Greeners: check for updates!
brent.micro.blog@eridius Not yet. I’ve been thinking about how it should work before I write much code. Blog post in progress.
@brentsimmons any chance of support for fever, or some other interoperable api for selfhosted readers down the road? I’d love to use evergreen full time, but can’t kick my selfhosted habits.
@eli I’ll be adding more syncing systems for 2.0 (and probably 3.0) and will certainly strongly consider Fever.
@brentsimmons even better, since you seem to be in the IndieWeb mood lately, you should consider supporting the emerging Microsub standard! – indieweb.org/Microsub – We use it in Together and its great.
@cleverdevil I don’t quite understand what that is — but I only gave it a quick read. That said, my general philosophy with Evergreen is to support IndieWeb things. (Currently working on h-feed support, for instance.)
@philbowell while it’s true that fever itself is gone, there’s healthy support for the standards in self hosted systems. Tt-rss has a plug-in, and the 1.0 version of miniflux has fever support baked in.

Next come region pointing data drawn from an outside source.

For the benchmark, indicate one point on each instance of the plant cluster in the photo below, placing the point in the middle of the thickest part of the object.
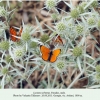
(70, 33)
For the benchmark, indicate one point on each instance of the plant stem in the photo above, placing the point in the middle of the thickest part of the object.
(54, 79)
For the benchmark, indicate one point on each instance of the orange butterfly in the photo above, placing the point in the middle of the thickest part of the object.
(49, 55)
(13, 33)
(58, 39)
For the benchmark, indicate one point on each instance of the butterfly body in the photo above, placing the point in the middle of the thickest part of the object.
(49, 55)
(57, 40)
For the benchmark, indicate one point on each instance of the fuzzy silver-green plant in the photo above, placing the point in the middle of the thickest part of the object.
(94, 3)
(4, 45)
(60, 65)
(33, 44)
(79, 29)
(91, 21)
(74, 13)
(44, 38)
(61, 26)
(8, 59)
(4, 70)
(26, 37)
(50, 4)
(18, 53)
(97, 68)
(77, 51)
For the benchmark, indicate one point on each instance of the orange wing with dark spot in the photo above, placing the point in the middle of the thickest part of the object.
(54, 55)
(45, 52)
(59, 40)
(13, 33)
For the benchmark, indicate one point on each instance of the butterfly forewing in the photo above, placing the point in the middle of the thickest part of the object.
(54, 55)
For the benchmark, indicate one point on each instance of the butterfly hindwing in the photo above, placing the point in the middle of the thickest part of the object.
(54, 55)
(45, 52)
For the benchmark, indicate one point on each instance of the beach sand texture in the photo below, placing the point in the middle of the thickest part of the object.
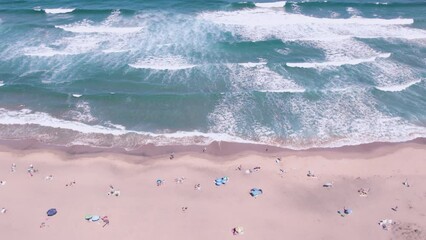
(292, 206)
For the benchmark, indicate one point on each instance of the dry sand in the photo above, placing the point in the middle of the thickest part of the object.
(292, 206)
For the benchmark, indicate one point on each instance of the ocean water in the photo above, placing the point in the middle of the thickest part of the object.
(295, 74)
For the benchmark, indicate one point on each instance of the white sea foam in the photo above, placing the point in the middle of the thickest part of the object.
(278, 4)
(58, 10)
(269, 18)
(27, 116)
(163, 63)
(259, 77)
(251, 64)
(398, 88)
(100, 29)
(65, 46)
(353, 11)
(115, 50)
(287, 90)
(337, 63)
(46, 52)
(262, 24)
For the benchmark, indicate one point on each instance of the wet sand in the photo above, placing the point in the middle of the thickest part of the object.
(292, 206)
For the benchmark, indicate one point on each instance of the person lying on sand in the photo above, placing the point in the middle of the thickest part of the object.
(363, 192)
(311, 174)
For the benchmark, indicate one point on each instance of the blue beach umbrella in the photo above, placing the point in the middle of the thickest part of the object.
(51, 212)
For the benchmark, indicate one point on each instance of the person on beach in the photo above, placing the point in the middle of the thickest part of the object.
(105, 220)
(31, 170)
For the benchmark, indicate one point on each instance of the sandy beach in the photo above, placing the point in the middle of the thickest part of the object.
(384, 182)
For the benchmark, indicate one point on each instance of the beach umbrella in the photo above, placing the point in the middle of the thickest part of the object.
(254, 192)
(51, 212)
(221, 181)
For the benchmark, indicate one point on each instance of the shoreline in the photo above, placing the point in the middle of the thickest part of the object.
(213, 150)
(79, 184)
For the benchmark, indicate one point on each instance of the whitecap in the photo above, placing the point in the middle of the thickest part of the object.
(27, 116)
(252, 64)
(163, 63)
(58, 10)
(278, 4)
(337, 63)
(100, 29)
(399, 87)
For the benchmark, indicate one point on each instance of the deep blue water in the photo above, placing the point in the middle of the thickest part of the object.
(296, 74)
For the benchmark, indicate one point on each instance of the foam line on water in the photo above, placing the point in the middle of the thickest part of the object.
(163, 63)
(278, 4)
(399, 87)
(259, 77)
(337, 63)
(26, 116)
(264, 24)
(100, 29)
(269, 18)
(58, 10)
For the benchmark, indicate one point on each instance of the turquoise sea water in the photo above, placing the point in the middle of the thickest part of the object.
(295, 74)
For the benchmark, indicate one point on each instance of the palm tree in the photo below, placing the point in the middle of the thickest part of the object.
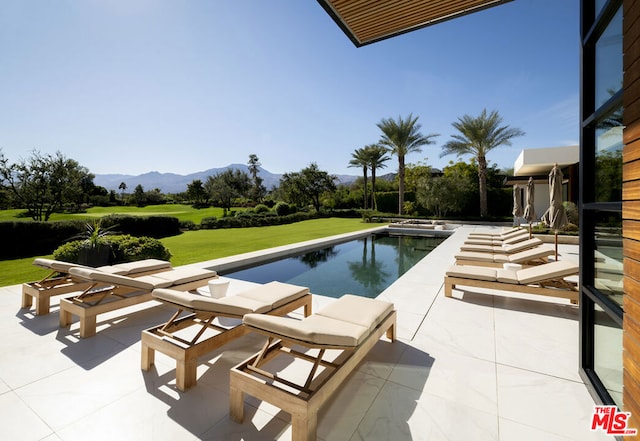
(122, 187)
(402, 137)
(477, 137)
(377, 156)
(361, 159)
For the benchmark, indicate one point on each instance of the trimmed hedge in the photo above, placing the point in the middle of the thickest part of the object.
(26, 238)
(152, 226)
(247, 220)
(124, 248)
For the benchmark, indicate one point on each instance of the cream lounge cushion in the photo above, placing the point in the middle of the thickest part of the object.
(139, 266)
(181, 276)
(120, 268)
(499, 234)
(511, 239)
(159, 280)
(525, 276)
(519, 257)
(506, 249)
(473, 272)
(345, 322)
(275, 294)
(315, 329)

@brentsimmons totally fair. In concept, a Microsub server acts like the server-side of a reader. It has “channels” which are like folders and in them will be feeds. It fetches feeds, parses them, and normalizes them. @aaronpk is the spec author.
@cleverdevil @brentsimmons I'd love to work with you on improving the Microsub spec based on your implementation of Evergreen! The idea with Microsub is to make it easy to develop reader interfaces without dealing with managing subscriptions or feeds.
@aaronpk Thanks!
Let me see if I understand it. I’ll try putting it into my own words:
Microsub is a spec for a syncing system.
The server crawls feeds, handles feed parsing, and keeps the true copy of the subscriptions list (folders and feeds).
A client app can add/remove folders and feeds and can download the parsed feed data.
(There are additional features, but I think those are the basics. True?)
The two things I think an Evergreen user would still want are: 1) per-article read/unread status syncing, and 2) per-article starred status syncing.
@brentsimmons That sounds about right!
I've had multiple requests for read/unread, but I'm curious about the starred thing. Is that meant as a private bookmark, or more like publicly favoriting something? Or is it more like adding it to a "starred" folder?
Out of the various feed reader APIs you've used like FeedBin, Feedly, Feed Wrangler, which do you like working with the best and why?
@aaronpk A starred article is a private favorite — generally it means something you want to come back to later for some reason. It’s common to have a special pseudo-feed that shows just starred articles, so a user can find them all easily.
I haven’t worked with current syncing system APIs much yet: my experience is mainly with NewsGator and Google Reader APIs, both now defunct. I vastly preferred NewsGator’s API, because it was designed as a syncing system, where Google Reader’s API was designed for Google, and was never publicly documented or supported, and didn’t work very well for apps like Evergreen (there were lots of ambiguous cases).
@brentsimmons Awesome, thanks, makes sense. I might add a note that servers should feel free to create these sorts of pseudo-feeds themselves. I'll see if I can dig up the NewsGator API docs. It's helpful to know that you're thinking about this from a "syncing" perspective rather than more of a REST API perspective.
@aaronpk The worst thing about NewsGator’s API, though, was that it was not just XML but SOAP. Ugh.
Syncing is often built on top of a REST API — but, still, I understand the distinction. Syncing also implies that I could do a thing in the client, not be able to reach the server, and queue that action and notify the server once it’s reachable again.
Syncing also implies a focus on efficiency, and this doesn’t always fit that well with a strict REST API, and may involve the need for things like sync tokens.